Newton update: \[ x_{k+1}=x_k-\frac{f(x_k)}{f'(x_k)} = x_k-\frac{x_k^2-9}{2x_k}. \]
As expected, the method converges quickly near \(3\) and \(-3\).
Quadratic Convergence
Newton’s method has quadratic convergence near a nondegenerate solution: \[ e_{k+1}\approx C e_k^2. \]
This is much faster than linear convergence from steepest descent. The reason is second-order curvature information (via the Hessian/Jacobian), so once the iterate enters the attraction region, correct digits can roughly double each step.

Why don’t we use full Newton’s method in deep learning?
Although Newton’s method is theoretically fast, it has severe computation/storage bottlenecks for modern models because it depends on second-order derivatives.
For a model with only \(10^6\) parameters:
- First-order gradient is a vector of size \(10^6\) (manageable).

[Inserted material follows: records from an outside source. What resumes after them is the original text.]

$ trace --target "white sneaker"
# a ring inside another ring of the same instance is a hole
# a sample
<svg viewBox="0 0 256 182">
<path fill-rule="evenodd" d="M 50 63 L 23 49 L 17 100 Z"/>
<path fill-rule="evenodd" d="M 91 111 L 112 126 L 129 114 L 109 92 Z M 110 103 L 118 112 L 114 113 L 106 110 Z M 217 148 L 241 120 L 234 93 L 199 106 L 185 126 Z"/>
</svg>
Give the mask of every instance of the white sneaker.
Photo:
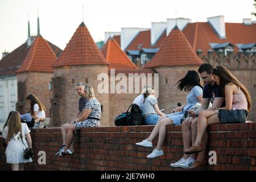
<svg viewBox="0 0 256 182">
<path fill-rule="evenodd" d="M 186 161 L 186 160 L 187 160 L 187 159 L 182 158 L 181 159 L 179 160 L 176 163 L 171 163 L 171 164 L 170 164 L 170 166 L 171 167 L 180 167 L 179 166 L 179 164 L 184 163 Z"/>
<path fill-rule="evenodd" d="M 163 150 L 158 150 L 155 148 L 151 154 L 147 156 L 147 158 L 155 158 L 162 155 L 164 155 Z"/>
<path fill-rule="evenodd" d="M 148 141 L 146 139 L 143 140 L 141 142 L 136 143 L 135 144 L 137 144 L 137 146 L 148 147 L 152 147 L 153 146 L 153 145 L 152 144 L 152 142 Z"/>
<path fill-rule="evenodd" d="M 186 161 L 183 164 L 179 164 L 179 166 L 183 168 L 187 169 L 191 167 L 195 162 L 195 159 L 191 158 L 187 159 Z"/>
</svg>

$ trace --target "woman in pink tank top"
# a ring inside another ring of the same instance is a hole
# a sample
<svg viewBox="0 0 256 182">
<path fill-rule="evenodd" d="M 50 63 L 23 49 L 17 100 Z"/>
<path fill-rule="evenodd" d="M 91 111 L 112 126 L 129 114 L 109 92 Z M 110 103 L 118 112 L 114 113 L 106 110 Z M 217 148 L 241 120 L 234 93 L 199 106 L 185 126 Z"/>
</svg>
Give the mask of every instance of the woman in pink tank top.
<svg viewBox="0 0 256 182">
<path fill-rule="evenodd" d="M 192 154 L 203 151 L 200 146 L 201 142 L 208 125 L 231 122 L 234 123 L 233 121 L 229 121 L 228 117 L 225 118 L 226 119 L 220 117 L 221 113 L 225 114 L 230 112 L 232 114 L 242 115 L 243 118 L 246 118 L 247 111 L 251 109 L 251 101 L 249 92 L 228 69 L 223 66 L 214 67 L 212 75 L 220 86 L 226 101 L 226 105 L 224 107 L 217 108 L 215 111 L 208 110 L 199 113 L 196 139 L 193 146 L 185 151 L 185 154 Z M 227 111 L 228 110 L 230 111 Z M 245 122 L 246 119 L 243 120 L 245 121 L 237 121 L 234 122 Z"/>
</svg>

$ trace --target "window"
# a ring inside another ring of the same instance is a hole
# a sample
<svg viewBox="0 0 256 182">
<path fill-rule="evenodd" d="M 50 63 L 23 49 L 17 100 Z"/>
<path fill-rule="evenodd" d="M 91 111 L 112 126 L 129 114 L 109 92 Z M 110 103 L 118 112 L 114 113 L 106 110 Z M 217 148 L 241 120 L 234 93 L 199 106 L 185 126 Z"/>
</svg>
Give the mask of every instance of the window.
<svg viewBox="0 0 256 182">
<path fill-rule="evenodd" d="M 49 82 L 49 91 L 52 90 L 52 82 Z"/>
<path fill-rule="evenodd" d="M 146 54 L 141 55 L 141 64 L 145 64 L 146 59 L 147 59 Z"/>
<path fill-rule="evenodd" d="M 0 86 L 0 96 L 3 96 L 3 86 Z"/>
<path fill-rule="evenodd" d="M 3 120 L 3 107 L 0 106 L 0 120 Z"/>
<path fill-rule="evenodd" d="M 12 105 L 11 106 L 11 110 L 16 110 L 16 108 L 15 108 L 15 105 Z"/>
<path fill-rule="evenodd" d="M 14 87 L 14 84 L 11 84 L 11 95 L 14 96 L 15 94 L 15 89 Z"/>
<path fill-rule="evenodd" d="M 229 52 L 233 52 L 234 50 L 232 48 L 225 48 L 225 55 L 226 56 L 228 55 L 228 53 Z"/>
</svg>

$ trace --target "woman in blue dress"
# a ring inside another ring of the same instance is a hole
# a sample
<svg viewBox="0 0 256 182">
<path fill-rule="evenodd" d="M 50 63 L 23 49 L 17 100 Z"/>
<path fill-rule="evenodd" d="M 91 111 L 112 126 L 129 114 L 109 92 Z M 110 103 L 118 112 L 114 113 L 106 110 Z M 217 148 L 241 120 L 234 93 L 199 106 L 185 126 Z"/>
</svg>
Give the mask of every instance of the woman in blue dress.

- Hessian is a \(10^6\times 10^6\) matrix with \(10^{12}\) entries (storage explosion).
- Newton step requires solving/inverting Hessian systems; naive inversion scales as \(O(N^3)\) and is infeasible at this size.
So in practice, deep learning uses first-order methods (SGD/Adam) or approximate second-order variants.
Minimizing F
Steepest Descent
\[ x_{k+1}=x_k-s_k\nabla F(x_k), \] where \(s_k\) is step size (learning rate).
Steepest descent follows the negative gradient direction. Step size is critical: too large overshoots; too small converges slowly.
Newton’s Method
\[ x_{k+1}=x_k-H(x_k)^{-1}\nabla F(x_k). \]
Compared with steepest descent, Newton uses local curvature to adapt direction and scale.
Convexity
Convex set
A set \(C\) is convex if \[ x,y\in C,\ \forall\theta\in[0,1]\Longrightarrow\theta x+(1-\theta)y\in C. \]
Convex function
A function \(f\) is convex if \[ f(\theta x+(1-\theta)y)\le \theta f(x)+(1-\theta)f(y),\quad x,y\in\mathrm{dom}(f),\ \theta\in[0,1]. \]

From calculus, in 1D, \(f''(x)\ge 0\) implies convexity. In optimization, convexity gives the key guarantee: every local minimum is also a global minimum.
Takeaway. Hessian and Jacobian connect multivariable calculus to practical optimization: gradient methods use first-order information, Newton uses second-order curvature, and convexity tells us when local optimization gives globally correct answers.